Experience Outside of Clinical Trial with Cyclin Inhibitors
Losada B*
Department of Medical Oncologist, Fuenlabrada University Hospital, Spain
Submission: September 05, 2018;Published: October 24, 2018
*Corresponding author: Losada B, Department of Medical Oncologist, Fuenlabrada university Hospital, Madrid, Spain
How to cite this article: Losada B. Experience Outside of Clinical Trial with Cyclin Inhibitors. Ann Rev Resear. 2018; 4(2): 555631. DOI: 10.19080/ARR.2018.04.555631
Keywords: Breast cancer; Cyclin inhibitor; Toxicity; Tolerance and Hepatic
Introduction
Luminal metastatic breast cancer has experienced a great advance thanks to the emergence of cyclin inhibitors, being a new line of treatment very well tolerated and that manages to prolong the overall survival in> 24 months based on the studies PALOMA-2, PALOMA-3 AND MONALEESA [1-3]. The aim of our study is to reflect the clinical characteristics of patients treated with cyclin inhibitor in the last months since its approval as well as the tolerance and toxicity profile.
Material and Methods
Retrospective study of 8 patients diagnosed in the University Hospital of Fuenlabrada in treatment with cyclin inhibitor in the last 4 months.
Results
50% of patients are <65 years old (3 premenopausal, on treatment with gnRH analog in 2/3 and 1/3 oophorectomy), with an ECOG 0-1 in 100%. 75% have expression of both estrogen and progesterone receptors, with 25% presenting only estrogen-positive receptors. 75% (6/8) was initially diagnosed as a locally advanced tumor and only 25% started as a metastatic disease. The disease-free interval was less than 2 years in 50% (4/8) of the patients. 25% present 3 or more metastatic locations, while the remaining 75% present between 1-2 locations. 25% have exclusive bone disease while 37.5% have visceral involvement. All patients except those with bone involvement have measurable disease. Regarding the treatments received, 25% had received fulvestrant and only one of them (12.5%) received chemotherapy for metastatic disease. 62.5% receive cyclins as the first line of metastatic disease while 25% receive it in the 5th line and the remaining 12.5% in the 3rd line. 50% receivec in combination with cyclins, while 37.5% combine it with letrozole, 12.5% with exemestane. 75% receive palbociclib while the other 25% ribociclib.

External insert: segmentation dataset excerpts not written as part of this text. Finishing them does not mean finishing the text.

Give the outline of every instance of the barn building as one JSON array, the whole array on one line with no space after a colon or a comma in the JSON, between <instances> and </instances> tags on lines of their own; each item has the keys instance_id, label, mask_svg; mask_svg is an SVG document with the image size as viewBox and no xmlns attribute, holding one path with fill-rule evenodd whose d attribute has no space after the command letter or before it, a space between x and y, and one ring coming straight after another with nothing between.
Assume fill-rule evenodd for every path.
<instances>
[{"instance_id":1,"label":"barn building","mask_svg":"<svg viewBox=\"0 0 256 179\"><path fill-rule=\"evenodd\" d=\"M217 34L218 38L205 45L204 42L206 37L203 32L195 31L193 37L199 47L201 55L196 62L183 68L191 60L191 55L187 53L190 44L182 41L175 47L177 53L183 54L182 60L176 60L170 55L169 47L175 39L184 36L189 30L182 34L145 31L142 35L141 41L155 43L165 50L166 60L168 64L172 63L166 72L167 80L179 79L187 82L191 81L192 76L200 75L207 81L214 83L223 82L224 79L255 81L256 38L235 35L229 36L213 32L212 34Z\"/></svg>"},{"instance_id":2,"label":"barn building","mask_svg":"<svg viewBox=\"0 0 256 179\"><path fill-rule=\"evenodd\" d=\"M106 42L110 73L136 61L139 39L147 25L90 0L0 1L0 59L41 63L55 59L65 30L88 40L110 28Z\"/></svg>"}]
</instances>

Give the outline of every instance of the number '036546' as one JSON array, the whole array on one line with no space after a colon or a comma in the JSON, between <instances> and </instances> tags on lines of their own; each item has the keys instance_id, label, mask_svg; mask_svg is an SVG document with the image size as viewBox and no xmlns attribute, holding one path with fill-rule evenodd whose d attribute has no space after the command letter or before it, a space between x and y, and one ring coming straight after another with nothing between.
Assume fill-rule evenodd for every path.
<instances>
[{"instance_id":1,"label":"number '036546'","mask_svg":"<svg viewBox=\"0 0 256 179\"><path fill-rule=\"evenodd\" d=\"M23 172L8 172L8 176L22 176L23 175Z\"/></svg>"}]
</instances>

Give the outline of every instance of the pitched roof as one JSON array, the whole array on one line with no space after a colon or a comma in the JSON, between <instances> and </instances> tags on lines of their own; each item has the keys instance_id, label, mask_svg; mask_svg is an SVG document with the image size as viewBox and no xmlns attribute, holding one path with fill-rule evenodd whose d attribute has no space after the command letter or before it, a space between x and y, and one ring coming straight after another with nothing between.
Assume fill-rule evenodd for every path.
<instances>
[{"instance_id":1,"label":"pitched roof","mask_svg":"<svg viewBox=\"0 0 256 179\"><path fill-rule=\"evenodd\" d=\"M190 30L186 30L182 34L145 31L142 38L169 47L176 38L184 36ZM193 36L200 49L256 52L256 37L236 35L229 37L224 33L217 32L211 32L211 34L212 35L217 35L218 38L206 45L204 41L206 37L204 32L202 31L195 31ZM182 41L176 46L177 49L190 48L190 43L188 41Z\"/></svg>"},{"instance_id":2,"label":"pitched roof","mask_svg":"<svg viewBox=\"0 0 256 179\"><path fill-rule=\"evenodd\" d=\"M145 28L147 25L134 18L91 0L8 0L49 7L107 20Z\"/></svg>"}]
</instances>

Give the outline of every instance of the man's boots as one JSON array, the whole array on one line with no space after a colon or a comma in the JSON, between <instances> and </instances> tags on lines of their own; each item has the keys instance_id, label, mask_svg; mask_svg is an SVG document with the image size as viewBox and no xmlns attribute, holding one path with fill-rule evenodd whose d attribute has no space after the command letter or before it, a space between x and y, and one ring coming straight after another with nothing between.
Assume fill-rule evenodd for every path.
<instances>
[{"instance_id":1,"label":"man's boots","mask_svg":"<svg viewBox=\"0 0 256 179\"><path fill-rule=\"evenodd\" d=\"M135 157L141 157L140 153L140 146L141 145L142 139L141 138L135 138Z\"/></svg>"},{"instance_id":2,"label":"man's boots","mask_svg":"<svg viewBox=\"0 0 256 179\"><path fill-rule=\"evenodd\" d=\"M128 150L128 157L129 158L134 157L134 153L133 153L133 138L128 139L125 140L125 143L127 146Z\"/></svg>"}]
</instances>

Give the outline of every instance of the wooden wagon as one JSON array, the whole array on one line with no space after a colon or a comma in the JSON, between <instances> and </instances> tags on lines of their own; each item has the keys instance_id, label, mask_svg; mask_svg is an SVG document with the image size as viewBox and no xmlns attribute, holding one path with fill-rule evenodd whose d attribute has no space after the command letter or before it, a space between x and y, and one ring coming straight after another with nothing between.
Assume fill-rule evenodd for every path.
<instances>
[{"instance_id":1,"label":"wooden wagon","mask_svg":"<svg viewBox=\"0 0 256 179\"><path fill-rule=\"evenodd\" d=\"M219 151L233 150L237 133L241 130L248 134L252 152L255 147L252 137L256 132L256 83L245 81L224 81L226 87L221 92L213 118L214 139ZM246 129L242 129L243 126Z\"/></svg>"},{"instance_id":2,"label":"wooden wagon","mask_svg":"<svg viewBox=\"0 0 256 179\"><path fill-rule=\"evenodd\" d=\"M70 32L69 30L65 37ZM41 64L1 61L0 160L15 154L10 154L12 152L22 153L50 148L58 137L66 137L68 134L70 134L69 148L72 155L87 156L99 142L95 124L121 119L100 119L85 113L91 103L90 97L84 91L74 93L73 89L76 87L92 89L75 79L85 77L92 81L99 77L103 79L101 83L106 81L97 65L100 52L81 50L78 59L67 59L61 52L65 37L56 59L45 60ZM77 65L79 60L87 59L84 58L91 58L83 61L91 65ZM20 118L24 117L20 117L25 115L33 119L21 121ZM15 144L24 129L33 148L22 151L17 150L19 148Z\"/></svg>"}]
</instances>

All patients currently continue to have cyclin inhibitors, except one (12.5%) that progresses to the pleural level at 3 months and is being treated with paclitaxel. The most frequently reported toxicity is in the form of neutropenia (grade 2 in 37.5%) that occurs in the first or second cycle and needs a delay of 1 week of treatment. Only in 1/8 (12.5%) dose adjustment to 100 mg daily of palbociclib is needed. No patient presented hepatic or cardiac toxicity
Conclusion
a) The treatment with cyclin inhibitors is safe and with a manageable profile of side effects.
b) The profile of patients being treated outside the clinical trial is both pre and postmenopausal (50%> 65 years, ECOG 0-1 and with several metastatic locations.
c) The most frequent toxicity is in the form of grade 2 neutropenia that after a dose delay of one week is recovered and usually does not need dose reduction [1-3].
References
- Kaiser T, Köhler M, Wieseler B (2018) Reporting of HRQOL results from the PALOMA-2 trial: unfounded conclusions due to highly biased analyses. Ann Oncol 29(8): 1877.
- Cristofanilli M, Turner NC, Bondarenko I, Ro J, Im SA, et al. (2016) Fulvestrant plus palbociclib versus fulvestrant plus placebo for treatment of hormone-receptor-positive, HER2-negative metastatic breast cancer that progressed on previous endocrine therapy (PALOMA-3): final analysis of the multicentre, double-blind, phase 3 randomised controlled trial. Lancet Oncol 17(4): 425-439.
- Slamon DJ, Neven P, Chia S, Fasching PA, De Laurentiis M, et al. (2018) Phase III Randomized Study of Ribociclib and Fulvestrant in Hormone Receptor-Positive, Human Epidermal Growth Factor Receptor 2-Negative Advanced Breast Cancer: MONALEESA-3. J Clin Oncol 36(24): 2465-2472.